Dans ce contexte, notre projet de recherche est basé sur le développement d’un système d’interaction « Humain- Véhicule-Environnement » adaptatif, fondé sur le traitement intelligent de l’information. Notre ambition est de traiter les deux modes de conduite :
1) la conduite partagée dans le cas où le conducteur est toujours en mesure de recevoir et d’interpréter les messages (vocaux, textuels…) qui lui permettent d’anticiper les situations dangereuses
2) la conduite autonome dans le cas où le conducteur n’est plus apte à conduire (fatigue, stress, alcool…). La conduite est donc totalement déléguée au système. La figure suivante illustre l’architecture globale du notre système : Cette architecture est fondée sur un cycle d’interaction. Le cycle commence par l’environnement, il produit des différents événements aux trois systèmes :
1) Systèmes intelligents
2) Systèmes embarqués
3) Systèmes réseaux et temps réel

Ces événements sont détectés par les différentes modalités d’entrée (capteurs, objets connectés…) reliées au système. Une fois ces événements détectés, ils sont ensuite interprétés. Le système doit alors décider si ces événements peuvent former une commande. Cette dernière est divisée en plusieurs taches élémentaires qui seront présentées à des modalités de sortie ou actionneurs (déclenchement des feux de brouillard…) disponibles dans l’environnement.

 

Les trois systèmes d’interaction

Ces trois systèmes interagissent via une base de connaissances qui décrit le profil du conducteur, le véhicule et son environnement.
Systèmes intelligents : Cette partie du projet prend en entrée les évènements détectés par les différents capteurs disponibles dans l’environnement du conducteur. Ces évènements sont d’abord fusionnés et ensuite interprétés. Le système retourne en sortie une décision qui sera transmise aux actionneurs.
Systèmes embarqués : Cette partie prend en entrée des évènements de l’environnement du conducteur et produit en sortie des valeurs interprétables selon un seuil prédéfini.
Systèmes réseaux et temps réels : Cette dernière prend en entrée l’ensemble des informations transmises par les différentes parties et les transmet aux parties concernées en temps réel via le réseau.

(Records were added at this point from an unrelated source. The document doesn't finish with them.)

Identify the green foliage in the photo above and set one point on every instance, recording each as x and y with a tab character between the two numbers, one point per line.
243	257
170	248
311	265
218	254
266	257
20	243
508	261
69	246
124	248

Le processus d’interaction est rendu très complexe lorsqu’on tient compte de la grande masse de données. Les enjeux résident dans le croisement de ces gros volumes d’informations. Le traitement efficace de ces données défie les modèles classiques de calcul, de stockage, de communication et d’exploration des données. Deux grandes questions à ce sujet :
• Comment analyser ce déluge de données, les interpréter et les valoriser en connaissance du contexte scientifique ou sociétal ?
• Quelles avancées technologiques, architecturales et algorithmiques permettent de répondre à ces défis ?

 

Il n’empêche qu’un des problèmes majeurs se trouve en effet entre le siège et le volant : le conducteur. La voiture la plus intelligente possible permettra-telle une conduite intelligente ? Sauf à imaginer que ce conducteur n’ait plus du tout à se préoccuper de sa propre conduite. Peut-être une étape décisive d’une technologie automobile déjà auréolée au 21e siècle.